2 Smith v Chief Executive of Work and Income New Zealand CA181/05, 23 October 2006, at [25].

[13] As the Court of Appeal confirmed, the costs specified to be included constitute allowable costs even if they would not meet the general definition at the beginning of the cl 2.1.

[14] The respondent concedes the Authority did not turn its mind to these matters. In short, the Authority determined the fruit tree planting costs claimed were not allowable costs without regard to the relevant legislative provisions that govern that decision and in doing so the Authority erred. The Authority effectively moved directly to the second stage of the consideration, namely whether the costs were essential and not reasonably avoidable.

[15] For those reasons the respondent concedes that the Court should answer the question of law “yes”. On a strictly legal analysis the Court accepts the concession by the respondent is appropriate.

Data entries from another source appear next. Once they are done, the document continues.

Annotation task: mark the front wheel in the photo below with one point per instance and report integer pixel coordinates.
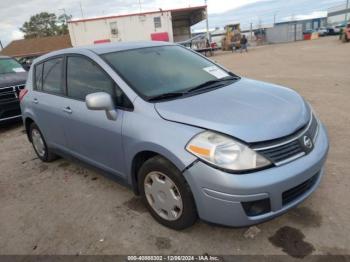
(39, 144)
(166, 194)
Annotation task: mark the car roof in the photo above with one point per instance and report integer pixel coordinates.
(106, 48)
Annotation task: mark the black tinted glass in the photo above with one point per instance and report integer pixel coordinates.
(52, 76)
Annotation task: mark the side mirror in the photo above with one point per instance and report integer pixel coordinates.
(102, 101)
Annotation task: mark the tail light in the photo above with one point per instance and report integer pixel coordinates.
(22, 93)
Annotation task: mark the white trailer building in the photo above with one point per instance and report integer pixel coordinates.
(164, 25)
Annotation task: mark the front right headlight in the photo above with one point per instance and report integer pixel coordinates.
(225, 152)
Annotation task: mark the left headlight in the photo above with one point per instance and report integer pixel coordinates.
(225, 152)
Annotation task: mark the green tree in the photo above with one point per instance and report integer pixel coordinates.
(45, 24)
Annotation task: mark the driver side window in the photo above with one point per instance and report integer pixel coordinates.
(85, 77)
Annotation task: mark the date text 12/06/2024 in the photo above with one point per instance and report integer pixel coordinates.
(173, 258)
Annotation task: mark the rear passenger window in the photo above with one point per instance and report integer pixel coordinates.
(85, 77)
(38, 77)
(52, 76)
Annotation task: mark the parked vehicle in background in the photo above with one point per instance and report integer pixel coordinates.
(190, 137)
(12, 81)
(323, 31)
(337, 29)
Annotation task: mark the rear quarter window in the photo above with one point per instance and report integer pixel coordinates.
(38, 77)
(52, 81)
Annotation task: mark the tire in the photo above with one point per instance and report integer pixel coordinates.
(186, 214)
(46, 155)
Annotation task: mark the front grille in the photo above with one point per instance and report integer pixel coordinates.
(288, 149)
(295, 192)
(10, 93)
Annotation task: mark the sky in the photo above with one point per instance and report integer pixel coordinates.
(13, 13)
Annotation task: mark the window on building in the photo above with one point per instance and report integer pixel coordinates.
(114, 29)
(53, 76)
(157, 22)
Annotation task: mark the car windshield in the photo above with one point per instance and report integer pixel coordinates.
(155, 71)
(9, 65)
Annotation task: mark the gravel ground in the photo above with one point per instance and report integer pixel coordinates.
(64, 208)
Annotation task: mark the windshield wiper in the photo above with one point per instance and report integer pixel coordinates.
(208, 84)
(212, 83)
(166, 96)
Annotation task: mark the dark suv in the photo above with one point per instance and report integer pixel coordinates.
(12, 81)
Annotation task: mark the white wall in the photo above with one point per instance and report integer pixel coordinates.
(284, 33)
(130, 28)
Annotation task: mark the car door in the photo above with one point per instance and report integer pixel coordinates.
(90, 135)
(48, 95)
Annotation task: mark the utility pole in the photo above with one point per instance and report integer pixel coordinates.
(207, 21)
(140, 6)
(81, 9)
(65, 14)
(251, 31)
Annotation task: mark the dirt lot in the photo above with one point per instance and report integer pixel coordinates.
(64, 208)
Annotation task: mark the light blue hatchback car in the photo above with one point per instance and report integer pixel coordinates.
(189, 136)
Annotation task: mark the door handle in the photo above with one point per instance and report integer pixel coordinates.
(67, 110)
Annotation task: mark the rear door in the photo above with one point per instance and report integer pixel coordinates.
(47, 100)
(90, 135)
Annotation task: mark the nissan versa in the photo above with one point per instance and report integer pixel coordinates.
(192, 138)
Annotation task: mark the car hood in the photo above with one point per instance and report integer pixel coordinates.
(249, 110)
(13, 79)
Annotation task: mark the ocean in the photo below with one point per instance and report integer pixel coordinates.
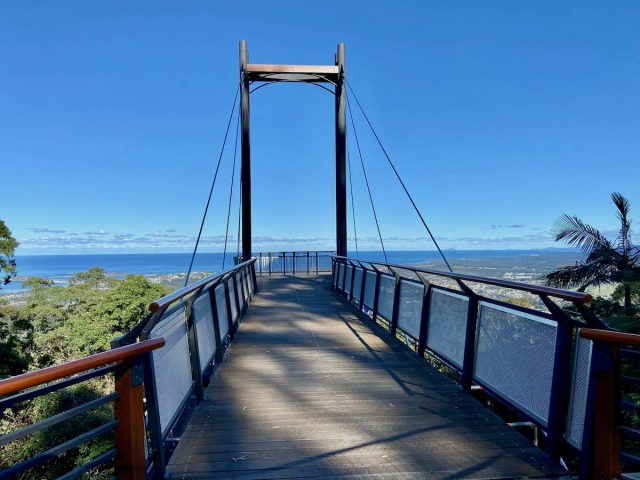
(520, 264)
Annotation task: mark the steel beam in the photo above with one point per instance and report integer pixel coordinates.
(245, 170)
(341, 156)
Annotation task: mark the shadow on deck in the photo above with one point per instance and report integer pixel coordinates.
(309, 390)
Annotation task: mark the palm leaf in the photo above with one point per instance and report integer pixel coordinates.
(575, 232)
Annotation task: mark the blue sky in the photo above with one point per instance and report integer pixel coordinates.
(500, 115)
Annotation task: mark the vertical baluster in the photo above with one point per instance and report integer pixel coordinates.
(376, 297)
(213, 303)
(393, 327)
(470, 343)
(424, 319)
(194, 357)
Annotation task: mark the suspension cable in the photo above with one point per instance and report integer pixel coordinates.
(239, 216)
(364, 171)
(233, 175)
(353, 208)
(213, 184)
(399, 178)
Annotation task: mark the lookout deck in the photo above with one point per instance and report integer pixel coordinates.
(310, 390)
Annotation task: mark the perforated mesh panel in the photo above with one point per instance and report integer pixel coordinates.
(203, 320)
(232, 300)
(514, 356)
(340, 275)
(385, 296)
(250, 282)
(172, 366)
(241, 296)
(369, 289)
(347, 279)
(410, 308)
(579, 391)
(357, 283)
(221, 307)
(447, 326)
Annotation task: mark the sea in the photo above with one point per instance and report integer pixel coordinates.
(525, 265)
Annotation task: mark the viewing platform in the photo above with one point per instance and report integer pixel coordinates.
(311, 390)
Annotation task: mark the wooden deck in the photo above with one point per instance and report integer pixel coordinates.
(309, 390)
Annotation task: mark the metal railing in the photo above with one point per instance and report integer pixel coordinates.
(300, 262)
(154, 386)
(198, 323)
(532, 360)
(126, 424)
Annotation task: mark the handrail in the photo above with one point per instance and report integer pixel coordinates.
(619, 338)
(184, 291)
(38, 377)
(578, 297)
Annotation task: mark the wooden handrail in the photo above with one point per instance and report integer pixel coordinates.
(38, 377)
(579, 297)
(619, 338)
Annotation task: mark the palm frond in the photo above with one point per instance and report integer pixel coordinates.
(575, 232)
(582, 275)
(624, 237)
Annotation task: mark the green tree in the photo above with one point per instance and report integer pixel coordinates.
(8, 246)
(616, 262)
(35, 282)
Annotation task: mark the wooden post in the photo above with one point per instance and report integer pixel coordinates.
(128, 410)
(606, 437)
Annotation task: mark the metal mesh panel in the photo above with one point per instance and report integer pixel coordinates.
(172, 367)
(514, 356)
(340, 275)
(203, 320)
(369, 289)
(232, 299)
(385, 296)
(221, 306)
(447, 326)
(357, 283)
(410, 308)
(347, 279)
(246, 284)
(250, 282)
(579, 391)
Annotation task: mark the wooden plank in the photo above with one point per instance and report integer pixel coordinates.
(313, 69)
(311, 390)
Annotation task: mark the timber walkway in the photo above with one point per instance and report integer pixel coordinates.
(309, 389)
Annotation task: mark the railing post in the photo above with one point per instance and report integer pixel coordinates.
(236, 298)
(470, 343)
(560, 390)
(253, 277)
(227, 296)
(156, 450)
(424, 320)
(376, 297)
(130, 463)
(362, 285)
(351, 282)
(192, 340)
(213, 302)
(396, 306)
(600, 455)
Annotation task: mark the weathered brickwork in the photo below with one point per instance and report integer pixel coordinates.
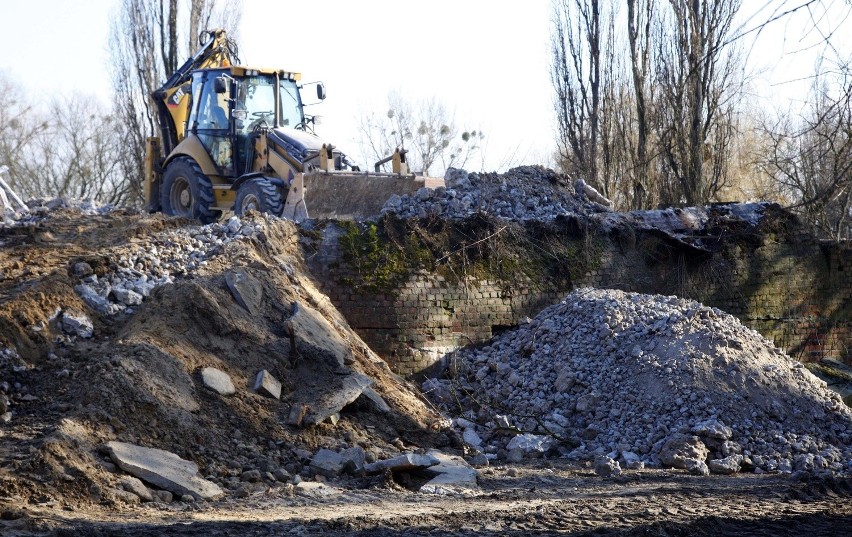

[16] The issue then is the appropriate order. High Court Rule 21.14 provides that after hearing and determining the question of law the Court must do one or more of the following:

(a) in the case of an appeal, reverse, confirm, or amend the decision in respect of which the case was stated:

(b) in the case of an appeal, remit the matter to the tribunal for reconsideration and decision in accordance with the opinion of the court on the question of law or fact (or both):

(c) in every other case, remit the matter to the tribunal with the opinion of the court:

(d) in any case, make any other order that is just.

[17] The respondent does not seek to have the matter referred back to the Authority. I understand from the joint memorandum that it is now conceded the $50 may be paid so that it is unnecessary to refer the matter back.

[18] Normally the Court would remit the matter back to the Authority for determination. However, given the very limited amount of money involved in this case and the lack of its precedential effect, as I apprehend it, I accept there is no need in this case to refer the matter back to the Authority. In coming to that conclusion I

make it clear that I do not necessarily accept that ultimately the decision to approve the $50 is correct. That however is not a matter that this Court needs to rule on to deal with this appeal.

Result

[19] (a) The question in the case stated is answered “yes”.

(b) No order is made for a rehearing. (c) No order for costs.